Small-Diameter Vessels Reconstruction Using Cell Tissue-Engineering Graft Based on the Polycaprolactone

Abstract

Abstract Polycaprolactone (PCL) is widely applied for the construction of small-diameter tissue-engineered vascular grafts (TEGs) due to its biomechanical properties, slow degradation, and good biocompatibility. In the present study the TEG based on a tubular scaffold seeded with smooth muscle aortic cells (SMCs) in a rat abdominal aorta replacement model was tested. Polyester tubular scaffolds were generated by thermally induced phase separation and seeded with rat SMCs. To track the implanted SMCs in vivo, cells were labeled with superparamagnetic iron oxide nanoparticles (SPIONs). Histological evaluation of the migration of autologous endothelial cells (ECs) and formation of the endothelial lining was performed 4, 8, and 12 weeks after graft interposition. TEG demonstrated a high patency rate without any complications at the end of the 12-week period.
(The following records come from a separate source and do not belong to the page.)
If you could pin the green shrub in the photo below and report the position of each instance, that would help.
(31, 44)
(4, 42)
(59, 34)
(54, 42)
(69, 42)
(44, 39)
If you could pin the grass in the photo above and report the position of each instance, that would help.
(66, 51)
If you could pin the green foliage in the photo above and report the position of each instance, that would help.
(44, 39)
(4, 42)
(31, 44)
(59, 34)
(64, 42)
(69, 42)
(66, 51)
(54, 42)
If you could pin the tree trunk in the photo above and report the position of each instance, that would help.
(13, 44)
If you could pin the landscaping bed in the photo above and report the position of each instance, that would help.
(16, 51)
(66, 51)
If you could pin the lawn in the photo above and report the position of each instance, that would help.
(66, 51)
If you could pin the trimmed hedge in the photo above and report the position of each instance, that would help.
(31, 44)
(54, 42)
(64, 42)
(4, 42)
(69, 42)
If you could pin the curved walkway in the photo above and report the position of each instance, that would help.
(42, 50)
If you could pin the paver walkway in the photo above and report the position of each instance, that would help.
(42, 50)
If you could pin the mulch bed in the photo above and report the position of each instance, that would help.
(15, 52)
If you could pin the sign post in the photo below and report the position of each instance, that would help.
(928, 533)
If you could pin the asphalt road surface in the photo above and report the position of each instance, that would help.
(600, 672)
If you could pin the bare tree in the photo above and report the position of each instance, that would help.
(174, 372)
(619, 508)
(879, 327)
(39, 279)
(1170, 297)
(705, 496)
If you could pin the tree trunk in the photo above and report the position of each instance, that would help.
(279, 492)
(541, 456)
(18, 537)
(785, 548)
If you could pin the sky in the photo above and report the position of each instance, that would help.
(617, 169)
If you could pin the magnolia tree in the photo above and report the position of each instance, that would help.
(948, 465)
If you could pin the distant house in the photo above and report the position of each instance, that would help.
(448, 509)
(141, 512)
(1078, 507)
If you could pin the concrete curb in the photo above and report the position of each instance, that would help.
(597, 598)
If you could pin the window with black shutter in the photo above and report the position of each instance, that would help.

The migration of ECs into the lumen of the implanted TEG and formation of the cell monolayer were already present at 4 weeks, as confirmed by histological analysis. The architecture of both neointima and neoadventitia were similar to those of the native vessel. SPION-labeled SMCs were detected throughout the TEG, indicating the role of these cells in the endothelization of scaffolds. The SMC-seeded scaffolds demonstrated improved patency and biointegrative properties when compared to the acellular grafts.